Non-pregnant women with epilepsy will be followed for 18 months; pregnant women will be followed until their children turn 6.

The extra care for study participants and the knowledge expected to be gained from it "are such a gift to women with epilepsy," Patel said.

The $8.9 million study is being sponsored by the National Institute of Neurological Disorders and Stroke and the National Institute of Child Health and Human Development. ¦

To learn more about the national study, go to web.emmes.com/study/monead/index.htm.

To get more information about the local arm of the study or to enroll in it, contact study coordinator Lucy Mendoza at 513-558-3020 or via email at mendozlc@ucmail.uc.edu

FINDING SIX ANSWERS

Three key questions a study now underway at the University of Cincinnati and 19 other sites nationally will try to answer about epileptic mothers are:

• Which drug causes the lowest incidence of malformations or other problems in children born to mothers with epilepsy receiving anti-epileptic drugs?

• Does having epilepsy and/or taking anti-epileptic drugs increase the risk of pregnancy complications such as eclampsia (seizures in a pregnant woman not related to a pre-existing brain condition) or other problems?

• Does pregnancy cause worsening of the epilepsy in the mother?

Three key questions it will try to answer about their children are:

• Does long-term in utero anti-epileptic drug exposure affect verbal intellectual abilities and other neurobehavioral outcomes?

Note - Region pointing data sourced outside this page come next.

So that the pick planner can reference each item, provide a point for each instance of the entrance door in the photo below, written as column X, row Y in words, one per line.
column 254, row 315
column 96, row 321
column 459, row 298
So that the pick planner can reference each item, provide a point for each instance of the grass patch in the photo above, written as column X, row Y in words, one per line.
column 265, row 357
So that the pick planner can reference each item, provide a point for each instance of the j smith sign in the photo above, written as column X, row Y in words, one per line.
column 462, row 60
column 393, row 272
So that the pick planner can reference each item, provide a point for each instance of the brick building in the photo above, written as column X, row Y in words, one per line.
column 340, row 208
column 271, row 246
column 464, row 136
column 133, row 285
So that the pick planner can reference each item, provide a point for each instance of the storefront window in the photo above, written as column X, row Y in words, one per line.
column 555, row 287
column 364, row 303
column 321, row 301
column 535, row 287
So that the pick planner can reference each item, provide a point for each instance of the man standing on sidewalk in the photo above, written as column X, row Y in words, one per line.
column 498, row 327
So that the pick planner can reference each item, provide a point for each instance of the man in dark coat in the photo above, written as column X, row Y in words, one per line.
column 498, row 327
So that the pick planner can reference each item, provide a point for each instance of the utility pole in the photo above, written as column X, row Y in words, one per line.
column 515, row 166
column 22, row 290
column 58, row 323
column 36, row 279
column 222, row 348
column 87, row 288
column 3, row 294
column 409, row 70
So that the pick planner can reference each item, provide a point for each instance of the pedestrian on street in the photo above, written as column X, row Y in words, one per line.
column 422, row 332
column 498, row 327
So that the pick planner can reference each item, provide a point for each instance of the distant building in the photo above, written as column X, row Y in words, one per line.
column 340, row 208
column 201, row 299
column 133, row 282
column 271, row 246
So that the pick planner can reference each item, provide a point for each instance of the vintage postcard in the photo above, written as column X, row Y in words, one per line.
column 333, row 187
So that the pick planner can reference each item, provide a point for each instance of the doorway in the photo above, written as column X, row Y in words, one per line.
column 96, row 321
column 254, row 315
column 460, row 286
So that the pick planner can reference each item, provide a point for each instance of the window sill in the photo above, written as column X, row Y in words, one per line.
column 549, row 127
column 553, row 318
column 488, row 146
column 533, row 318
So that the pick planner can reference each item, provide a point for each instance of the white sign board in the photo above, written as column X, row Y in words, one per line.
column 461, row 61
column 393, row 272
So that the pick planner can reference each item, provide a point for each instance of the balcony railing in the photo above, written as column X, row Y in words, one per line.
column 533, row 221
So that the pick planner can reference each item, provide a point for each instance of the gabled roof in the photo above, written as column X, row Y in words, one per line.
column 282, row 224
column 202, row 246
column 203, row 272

Anti-epilepsy drugs are designed to work on targets in the brain to stop the neurotransmitters that trigger seizures. Once the drugs cross the blood/brain barrier in their mother, they are going to the fetus, through the mother's placenta.

• Are newborns more likely to be small for their gestational age or have other adverse neonatal outcomes?

• Does breastfeeding when taking these drugs impair the child's ultimate verbal and other cognitive outcomes?

This last question is especially crucial since breastfeeding is normally preferred by pediatricians as a way to boost a baby's health and is usually recommended for epileptic mothers. But anti-epilepsy drugs "will cross into breast milk," said Dr. Jennifer Cavitt, a UC associate professor of neurology.